The study on normal rats confirms a remarkable tissue-sparing effect of 70-Gy supra-millimetre minibeams and relatively low PVDR (around 6.5). These results have important implications for potential clinical trials, since it opens the door for future implementations with pencil beam scanning systems (millimetre-size beams). The significant increase in tumour control effectiveness and the reduced neurotoxicity observed in the irradiated normal rats confirms the widening of the therapeutic window. Moreover, the fact that large areas (or even whole brain) could be irradiated without significant side effects, could allow overcoming one of the major difficulties to be faced in gliomas treatment: its infiltrative nature. One of the key problems when treating patients with malignant gliomas is that, despite being able to remove the major bulk of the tumor through neurosurgery, it is known that malignant tumor cells have already spread throughout the brain and even extensive resections will not cure the patient.

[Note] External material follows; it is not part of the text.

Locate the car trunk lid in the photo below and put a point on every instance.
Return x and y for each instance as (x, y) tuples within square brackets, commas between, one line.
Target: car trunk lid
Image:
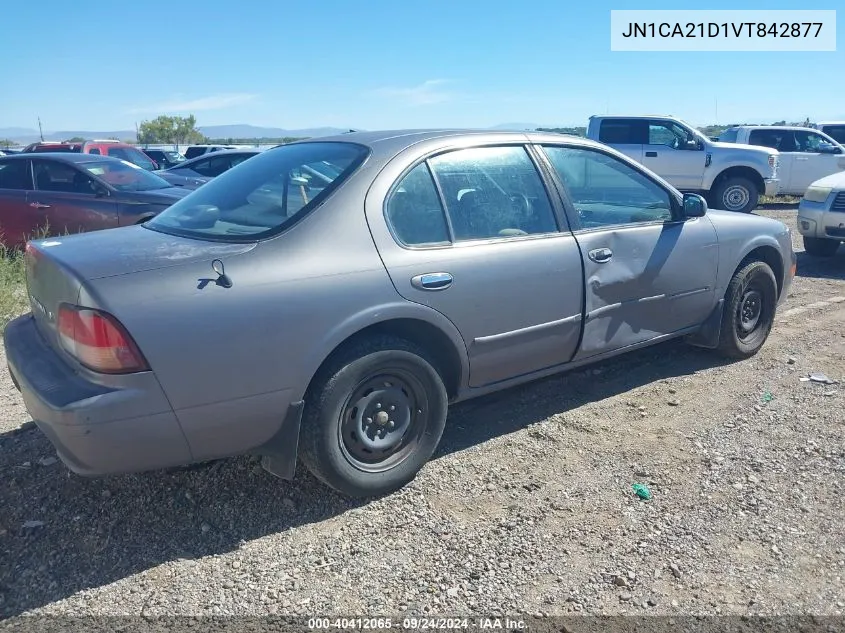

Finally, the results of this study show that pMBRT could offer a completely innovative and promising way of using protons for therapy. Moreover, the lack of need of a homogeneous coverage of the target to achieve tumour control along with the reduced toxicity in the surrounding normal tissues diminish the requirements in terms of positioning and ballistics precision. This could optimize the patient workflow, reducing proton therapy costs consequently.